David M. O'Malley, MD discusses the utility of chemoimmunotherapy in ovarian cancer.
David M. O'Malley, MD, professor, Department of Obstetrics and Gynecology, The Ohio State University (OSU) College of Medicine, director, Division of Gynecologic Oncology and Clinical Research in Gynecologic Oncology, co-director, Gynecologic Oncology Phase I Program, The OSU Comprehensive Cancer Center–James, discusses the utility of chemoimmunotherapy in ovarian cancer.
The largest trial in ovarian cancer that evaluated a chemoimmunotherapeutic strategy wasthe phase 3 JAVELIN OVARIAN 100 trial (NCT02718417), O’Malley explains.
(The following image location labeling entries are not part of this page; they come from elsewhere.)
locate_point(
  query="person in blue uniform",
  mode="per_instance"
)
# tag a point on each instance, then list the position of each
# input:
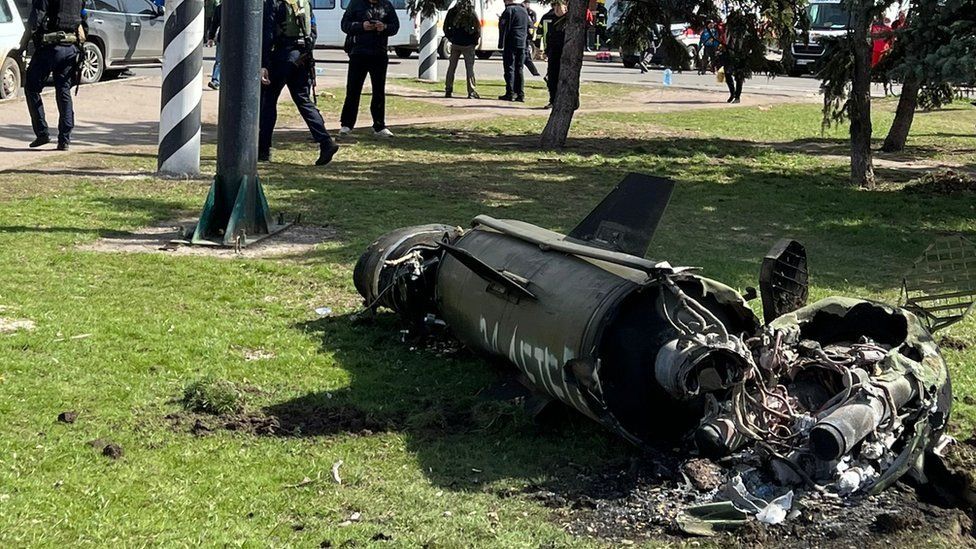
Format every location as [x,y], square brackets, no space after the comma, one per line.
[286,60]
[57,29]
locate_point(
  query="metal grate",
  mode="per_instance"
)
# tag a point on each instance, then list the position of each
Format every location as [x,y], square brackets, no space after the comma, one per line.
[941,285]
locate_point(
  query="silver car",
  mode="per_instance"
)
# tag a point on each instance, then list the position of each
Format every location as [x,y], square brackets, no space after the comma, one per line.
[121,34]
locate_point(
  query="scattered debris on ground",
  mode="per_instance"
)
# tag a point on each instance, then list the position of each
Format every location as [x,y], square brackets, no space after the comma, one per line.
[294,242]
[954,343]
[107,448]
[943,182]
[645,497]
[213,396]
[11,325]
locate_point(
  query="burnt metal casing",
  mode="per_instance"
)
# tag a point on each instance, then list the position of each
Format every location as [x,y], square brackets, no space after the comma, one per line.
[590,333]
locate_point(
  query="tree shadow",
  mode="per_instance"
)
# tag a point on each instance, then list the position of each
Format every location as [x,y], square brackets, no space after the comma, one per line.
[462,417]
[730,205]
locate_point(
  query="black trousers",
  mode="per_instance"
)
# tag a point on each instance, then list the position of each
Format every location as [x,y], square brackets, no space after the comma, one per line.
[552,72]
[734,80]
[59,60]
[359,67]
[529,63]
[285,71]
[513,60]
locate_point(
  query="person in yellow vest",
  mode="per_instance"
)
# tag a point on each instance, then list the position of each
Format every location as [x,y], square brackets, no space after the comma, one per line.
[286,60]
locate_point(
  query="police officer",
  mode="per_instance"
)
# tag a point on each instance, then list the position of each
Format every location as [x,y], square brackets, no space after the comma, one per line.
[286,60]
[58,29]
[513,35]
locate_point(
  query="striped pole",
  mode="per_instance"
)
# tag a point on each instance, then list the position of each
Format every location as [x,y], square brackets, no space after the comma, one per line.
[428,48]
[179,115]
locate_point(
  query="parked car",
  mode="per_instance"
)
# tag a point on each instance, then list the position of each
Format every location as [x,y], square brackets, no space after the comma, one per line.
[11,31]
[121,34]
[654,54]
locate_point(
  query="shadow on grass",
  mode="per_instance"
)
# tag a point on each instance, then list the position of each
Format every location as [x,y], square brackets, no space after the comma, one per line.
[460,416]
[732,202]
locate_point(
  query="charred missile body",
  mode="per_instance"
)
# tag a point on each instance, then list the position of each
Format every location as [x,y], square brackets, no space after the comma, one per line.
[650,350]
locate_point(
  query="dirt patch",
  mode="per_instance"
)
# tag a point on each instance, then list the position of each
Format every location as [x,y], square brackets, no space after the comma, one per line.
[943,183]
[638,500]
[286,420]
[294,242]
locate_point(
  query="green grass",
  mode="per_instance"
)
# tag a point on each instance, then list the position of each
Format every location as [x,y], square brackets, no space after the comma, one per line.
[159,322]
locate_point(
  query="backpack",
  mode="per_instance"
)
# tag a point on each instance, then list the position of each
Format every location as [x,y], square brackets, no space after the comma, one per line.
[66,17]
[298,23]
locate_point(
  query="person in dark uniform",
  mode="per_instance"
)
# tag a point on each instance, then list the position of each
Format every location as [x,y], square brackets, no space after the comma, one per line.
[368,25]
[513,32]
[58,29]
[530,40]
[554,27]
[286,60]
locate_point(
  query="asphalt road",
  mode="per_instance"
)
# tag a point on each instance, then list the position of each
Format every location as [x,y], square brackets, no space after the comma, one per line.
[334,61]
The 3-arm study randomized patients with previously untreated epithelial ovarian cancer to receive chemotherapy with or without avelumab (Bavencio) followed by avelumab maintenance vs chemotherapy alone; however, the results of the study proved to be underwhelming, O’Malley says.
Moreover, the treatment arms behaved very similarly, and in the intent-to-treat population, patients who received chemotherapy alone had improved progression-free survival compared with those who received either of the avelumab-based regimens, O’Malley continues. A subgroup analysis revealed that patients with PD-L1–positive disease did not derive additional benefit from the immunotherapy-containing approaches compared with patients who were PD-L1 negative, O’Malley concludes.